# Cattery



## Claire11 (Oct 17, 2011)

Hi,

My fiance and i are moving over to La Cala De Mijas on 20th February to live. We are going on holiday to Florida this year and need to put our cat Jessie into a cattery.

Can anyone suggest any good ones? Obviously want her to be taken care of.

Thank you,
Claire


----------



## jojo (Sep 20, 2007)

In The Doghouse DTC I think these guys do cats as well???!


Jo xxx


----------



## Claire11 (Oct 17, 2011)

jojo said:


> In The Doghouse DTC I think these guys do cats as well???!
> 
> 
> Jo xxx


Thanks that place looks great! You used them before? 

x


----------



## jojo (Sep 20, 2007)

Claire11 said:


> Thanks that place looks great!
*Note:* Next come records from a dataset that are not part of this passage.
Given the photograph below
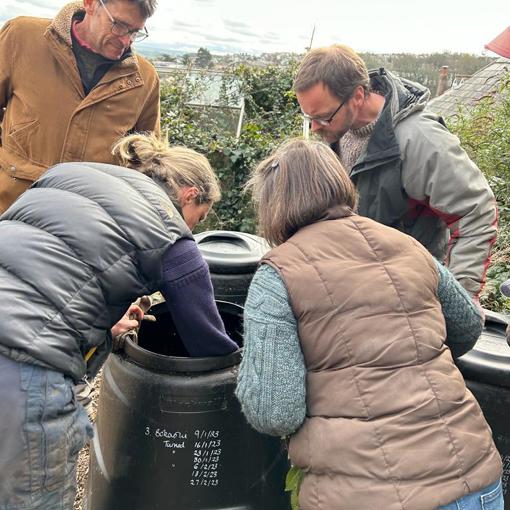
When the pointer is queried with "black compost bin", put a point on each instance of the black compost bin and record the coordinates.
(486, 370)
(170, 433)
(233, 258)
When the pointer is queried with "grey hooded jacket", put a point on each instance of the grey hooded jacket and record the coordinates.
(415, 176)
(75, 250)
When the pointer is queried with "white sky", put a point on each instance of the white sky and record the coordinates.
(257, 26)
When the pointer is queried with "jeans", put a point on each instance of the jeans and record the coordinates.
(42, 429)
(490, 498)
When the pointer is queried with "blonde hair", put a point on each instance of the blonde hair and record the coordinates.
(177, 167)
(339, 67)
(296, 185)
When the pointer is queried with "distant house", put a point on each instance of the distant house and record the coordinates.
(465, 93)
(484, 83)
(216, 92)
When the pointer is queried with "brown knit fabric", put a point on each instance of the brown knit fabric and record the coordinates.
(390, 424)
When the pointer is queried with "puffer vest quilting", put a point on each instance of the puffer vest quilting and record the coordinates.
(390, 424)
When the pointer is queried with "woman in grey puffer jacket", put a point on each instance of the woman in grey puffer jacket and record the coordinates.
(76, 249)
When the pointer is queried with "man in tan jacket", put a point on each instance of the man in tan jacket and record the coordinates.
(71, 87)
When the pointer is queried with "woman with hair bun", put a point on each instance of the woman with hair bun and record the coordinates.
(185, 174)
(76, 249)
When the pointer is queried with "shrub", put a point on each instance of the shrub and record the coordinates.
(271, 115)
(484, 133)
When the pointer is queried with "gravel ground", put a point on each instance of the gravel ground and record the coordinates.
(82, 469)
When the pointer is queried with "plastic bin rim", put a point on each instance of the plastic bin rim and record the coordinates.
(172, 364)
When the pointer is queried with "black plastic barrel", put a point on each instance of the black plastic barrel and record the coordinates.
(170, 433)
(486, 370)
(233, 258)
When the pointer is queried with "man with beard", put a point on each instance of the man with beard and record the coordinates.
(410, 171)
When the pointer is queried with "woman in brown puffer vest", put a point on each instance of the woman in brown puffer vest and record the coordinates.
(350, 327)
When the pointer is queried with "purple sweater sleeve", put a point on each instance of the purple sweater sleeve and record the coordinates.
(189, 296)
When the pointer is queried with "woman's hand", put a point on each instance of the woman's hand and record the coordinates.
(129, 321)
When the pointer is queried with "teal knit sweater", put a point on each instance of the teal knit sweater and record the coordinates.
(271, 385)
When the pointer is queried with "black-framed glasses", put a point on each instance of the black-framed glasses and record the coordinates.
(324, 122)
(121, 29)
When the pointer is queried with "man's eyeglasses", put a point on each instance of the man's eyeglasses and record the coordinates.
(324, 122)
(121, 29)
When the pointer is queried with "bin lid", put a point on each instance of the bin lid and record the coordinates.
(231, 252)
(489, 360)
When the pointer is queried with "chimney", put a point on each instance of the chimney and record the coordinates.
(442, 82)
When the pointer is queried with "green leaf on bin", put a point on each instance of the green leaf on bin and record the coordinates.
(293, 481)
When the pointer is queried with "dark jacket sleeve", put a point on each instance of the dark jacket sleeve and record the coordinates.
(189, 296)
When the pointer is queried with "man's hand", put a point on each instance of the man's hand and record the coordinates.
(129, 321)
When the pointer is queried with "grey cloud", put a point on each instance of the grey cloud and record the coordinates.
(185, 25)
(45, 4)
(235, 25)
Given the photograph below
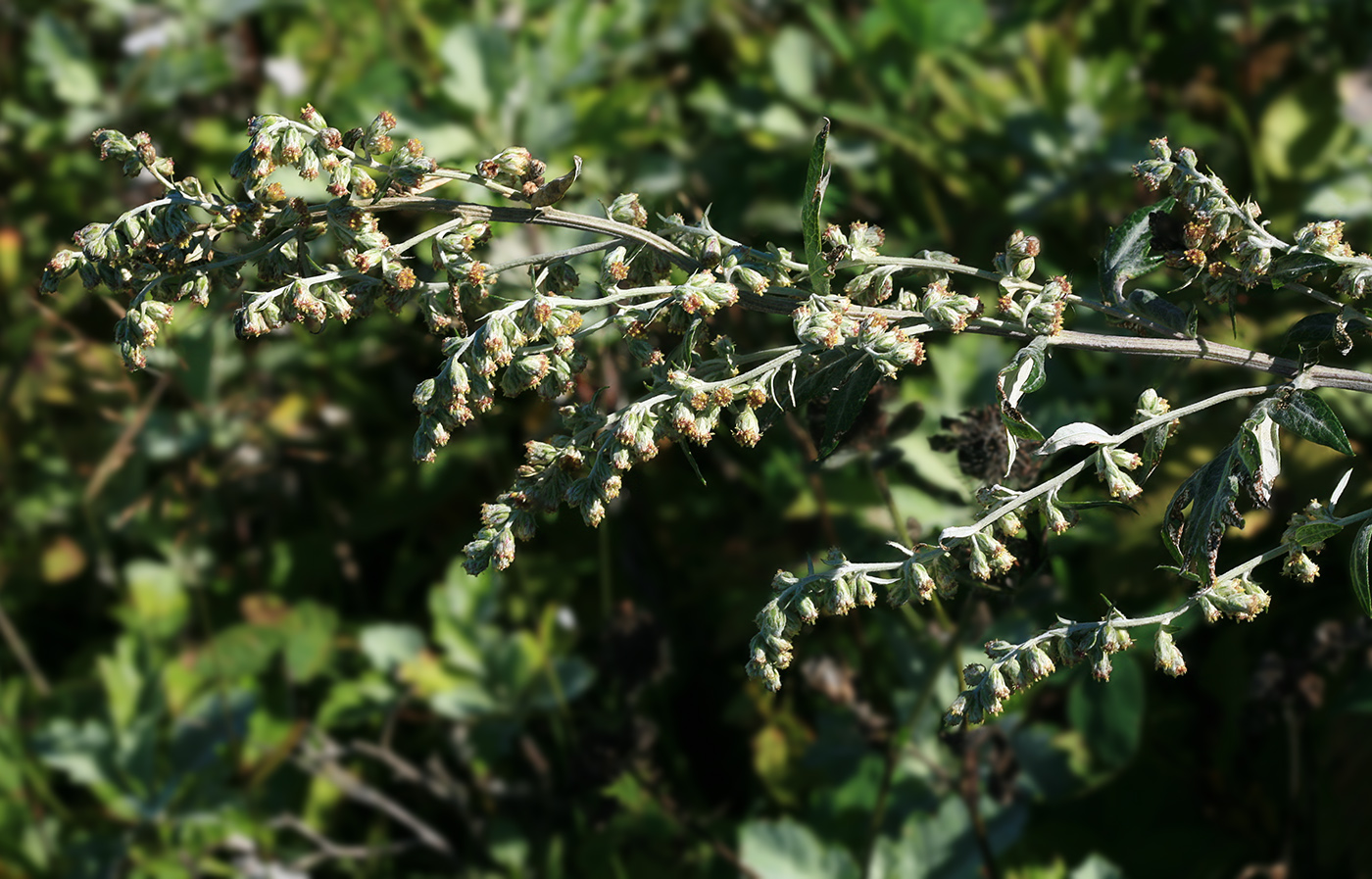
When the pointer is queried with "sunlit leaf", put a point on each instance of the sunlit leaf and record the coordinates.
(816, 180)
(1211, 493)
(1358, 568)
(1307, 415)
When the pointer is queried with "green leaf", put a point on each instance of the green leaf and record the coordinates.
(309, 639)
(388, 645)
(1127, 253)
(1314, 329)
(1259, 450)
(791, 849)
(239, 652)
(1025, 371)
(1074, 433)
(1150, 305)
(816, 180)
(1211, 493)
(937, 24)
(1110, 714)
(847, 404)
(1307, 415)
(1024, 374)
(1314, 532)
(1297, 267)
(61, 52)
(1358, 568)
You used them before?
> 
> x



They are friends of mine, I havent used them (I would without hesitation if the need arose), but I do know that they are good. In fact "Donz" who posts on here runs it with her husband and I'm sure she wont mind me telling you they are both animal mad lol!!!!!

Jo xxxx


----------



## Claire11 (Oct 17, 2011)

jojo said:


> They are friends of mine, I havent used them (I would without hesitation if the need arose), but I do know that they are good. In fact "Donz" who posts on here runs it with her husband and I'm sure she wont mind me telling you they are both animal mad lol!!!!!
> 
> Jo xxxx


Looks great! Thank you so much  x


----------